Endry José Pinto

Personal information
- Born: 14 May 1991 (age 35) Ciudad Bolívar, Venezuela

Boxing career
- Stance: Orthodox

Boxing record
- Total fights: 20
- Wins: 17
- Win by KO: 14
- Losses: 2
- Draws: 1

Medal record
Representing Venezuela
Pan American Games
| Bronze medal – third place | 2015 Toronto | Middleweight |

= Endry José Pinto =

Venezuelan boxer (born 1991)

Endry José Saavedra Pinto (born 14 May 1991) is a Venezuelan professional boxer.

==Career==
As an amateur he completed in the men's middleweight event at the 2016 Summer Olympics.

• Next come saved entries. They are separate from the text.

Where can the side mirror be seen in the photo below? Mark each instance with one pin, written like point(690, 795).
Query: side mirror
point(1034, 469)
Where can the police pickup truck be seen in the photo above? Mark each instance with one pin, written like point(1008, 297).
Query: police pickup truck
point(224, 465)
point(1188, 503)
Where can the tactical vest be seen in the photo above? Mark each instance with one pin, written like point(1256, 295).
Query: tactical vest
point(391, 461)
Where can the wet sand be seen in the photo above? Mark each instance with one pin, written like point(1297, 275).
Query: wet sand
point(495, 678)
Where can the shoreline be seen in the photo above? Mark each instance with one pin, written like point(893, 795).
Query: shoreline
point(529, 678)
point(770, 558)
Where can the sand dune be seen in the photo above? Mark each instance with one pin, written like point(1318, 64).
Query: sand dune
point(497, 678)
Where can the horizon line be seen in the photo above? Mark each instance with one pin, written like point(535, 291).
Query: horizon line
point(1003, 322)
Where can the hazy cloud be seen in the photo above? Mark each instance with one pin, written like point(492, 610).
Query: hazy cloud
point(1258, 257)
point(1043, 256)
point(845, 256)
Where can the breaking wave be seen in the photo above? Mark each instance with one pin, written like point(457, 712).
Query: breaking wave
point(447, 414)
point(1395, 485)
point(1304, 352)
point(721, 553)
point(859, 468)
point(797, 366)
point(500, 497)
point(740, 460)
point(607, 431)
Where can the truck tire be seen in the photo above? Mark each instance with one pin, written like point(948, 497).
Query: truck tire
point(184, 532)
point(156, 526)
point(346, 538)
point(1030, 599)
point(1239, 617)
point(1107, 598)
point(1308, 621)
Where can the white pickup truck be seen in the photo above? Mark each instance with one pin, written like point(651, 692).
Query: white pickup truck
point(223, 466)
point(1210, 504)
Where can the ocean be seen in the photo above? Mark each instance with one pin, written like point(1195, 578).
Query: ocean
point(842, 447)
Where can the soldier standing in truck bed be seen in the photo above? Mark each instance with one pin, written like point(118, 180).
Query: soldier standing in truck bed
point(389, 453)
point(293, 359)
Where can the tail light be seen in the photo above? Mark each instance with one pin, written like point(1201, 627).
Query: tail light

After turning professional in 2018, he won the vacant WBO Intercontinental middleweight title by defeating Issac Hardman via technical knockout in the eighth round at WIN Entertainment Centre in Wollongong, Australia, on 13 March 2024.

He fought Cesar Mateo Tapia for the vacant IBF International middleweight title at Caribe Royale in Orlando, Florida, USA, on 19 October 2024. The bout ended in a majority draw.

On 8 April 2025, he took on Mikkel Nielsen for the vacant WBO International middleweight title at Newcastle Entertainment Centre in Broadmeadow, Australia, winning by technical knockout in the eighth round.

He faced Denzel Bentley for the interim WBO middleweight title at The O2 Arena in London, England, on 4 April 2026, losing by stoppage in the seventh round.